Seguindo à letra as regras de transposição de um enunciado para discurso indirecto, teríamos:
«Ele disse que só lhes era concedida aquela vida que tinham.»
No entanto, a ocorrência deste enunciado, ou de um enunciado equivalente, é muito improvável. Isto explica-se através da análise semântica do enunciado original:
«Só nos é concedida esta vida que temos.»
Trata-se de um enunciado genérico, em que os estados de coisas representados não estão limitados temporalmente, isto é, têm um carácter intemporal. Elementos indutores desta genericidade são o presente gnómico (é concedida) e o pronome nos, que cobre, não um grupo específico de indivíduos, mas toda a humanidade. O lexema central que desencadeia esta leitura é, sem dúvida, o lexema vida.
Deste modo, o segmento do enunciado realizado pela oração subordinada na versão em discurso indirecto mantém-se inalterado, independentemente do tempo do verbo introdutor de relato de discurso:
«Ele disse só nos é concedida esta vida que temos.»

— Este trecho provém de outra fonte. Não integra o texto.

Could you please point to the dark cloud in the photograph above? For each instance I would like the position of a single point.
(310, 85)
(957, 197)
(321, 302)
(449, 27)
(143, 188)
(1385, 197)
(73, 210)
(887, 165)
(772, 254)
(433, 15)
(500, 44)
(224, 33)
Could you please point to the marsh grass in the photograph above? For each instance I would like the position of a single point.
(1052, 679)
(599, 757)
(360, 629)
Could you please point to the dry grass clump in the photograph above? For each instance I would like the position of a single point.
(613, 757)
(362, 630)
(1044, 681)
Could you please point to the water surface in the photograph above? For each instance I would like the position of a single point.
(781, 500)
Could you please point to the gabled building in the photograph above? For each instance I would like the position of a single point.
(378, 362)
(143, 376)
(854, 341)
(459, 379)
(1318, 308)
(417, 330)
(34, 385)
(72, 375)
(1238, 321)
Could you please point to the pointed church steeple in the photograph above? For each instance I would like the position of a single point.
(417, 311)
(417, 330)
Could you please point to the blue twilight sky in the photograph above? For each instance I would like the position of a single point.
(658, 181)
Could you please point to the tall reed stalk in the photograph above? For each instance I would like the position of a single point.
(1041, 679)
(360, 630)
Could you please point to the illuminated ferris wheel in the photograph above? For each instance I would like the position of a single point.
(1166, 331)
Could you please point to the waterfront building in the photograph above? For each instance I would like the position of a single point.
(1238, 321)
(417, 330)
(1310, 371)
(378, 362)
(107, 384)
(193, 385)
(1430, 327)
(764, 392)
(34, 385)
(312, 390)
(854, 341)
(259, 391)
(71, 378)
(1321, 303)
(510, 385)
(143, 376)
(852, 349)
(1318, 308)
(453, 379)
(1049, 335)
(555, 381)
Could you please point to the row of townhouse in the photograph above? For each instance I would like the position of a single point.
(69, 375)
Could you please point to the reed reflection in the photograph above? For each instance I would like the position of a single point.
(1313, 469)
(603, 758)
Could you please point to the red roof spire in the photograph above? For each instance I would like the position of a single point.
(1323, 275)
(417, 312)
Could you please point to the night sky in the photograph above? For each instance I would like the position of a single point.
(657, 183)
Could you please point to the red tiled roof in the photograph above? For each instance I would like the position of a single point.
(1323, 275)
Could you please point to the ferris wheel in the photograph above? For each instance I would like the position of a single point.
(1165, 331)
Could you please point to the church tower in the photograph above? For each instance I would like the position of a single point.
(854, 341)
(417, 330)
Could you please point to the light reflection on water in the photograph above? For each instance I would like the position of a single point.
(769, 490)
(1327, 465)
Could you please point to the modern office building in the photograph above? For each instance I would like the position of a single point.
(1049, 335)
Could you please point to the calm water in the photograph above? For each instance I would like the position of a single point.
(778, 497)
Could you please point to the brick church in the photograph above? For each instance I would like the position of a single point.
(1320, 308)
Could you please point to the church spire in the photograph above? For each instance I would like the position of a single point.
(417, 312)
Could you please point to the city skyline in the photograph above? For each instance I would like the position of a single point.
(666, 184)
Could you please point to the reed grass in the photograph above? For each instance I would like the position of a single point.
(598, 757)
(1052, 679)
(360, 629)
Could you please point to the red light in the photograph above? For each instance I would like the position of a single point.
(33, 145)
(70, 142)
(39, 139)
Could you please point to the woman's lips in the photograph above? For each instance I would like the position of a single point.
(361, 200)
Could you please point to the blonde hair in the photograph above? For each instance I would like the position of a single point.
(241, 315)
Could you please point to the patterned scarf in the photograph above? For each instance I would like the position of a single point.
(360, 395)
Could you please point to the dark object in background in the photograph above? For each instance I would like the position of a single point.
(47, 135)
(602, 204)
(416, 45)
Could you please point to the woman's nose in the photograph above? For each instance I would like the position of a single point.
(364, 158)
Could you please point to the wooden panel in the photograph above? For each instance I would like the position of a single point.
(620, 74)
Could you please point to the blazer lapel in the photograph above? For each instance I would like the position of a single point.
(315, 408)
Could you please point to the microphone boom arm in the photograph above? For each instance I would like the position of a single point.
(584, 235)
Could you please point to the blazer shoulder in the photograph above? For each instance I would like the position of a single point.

«Ele diz que só nos é concedida esta vida que temos.»
«Ele vai dizer que só nos é concedida esta vida que temos.»
Para esclarecer melhor este assunto vale a pena, ainda, construir um exemplo em que a estrutura formal é a mesma da frase apresentada, mas com uma interpretação semântica diferente.
«Só nos é concedida a licença a que temos direito pela lei do trabalhador-estudante.»
«Ele disse que só lhes era concedida a licença a que tinham...»
Nesta transposição para discurso indirecto é imperioso proceder às alterações devidas no tempo verbal e no pronome, porque o fa(c)to referenciado está circunstanciado no tempo e no espaço. Esse facto é dado como circunscrito a um quadro enunciativo ausente/passado e, portanto, interpretado como já não estando em vigor.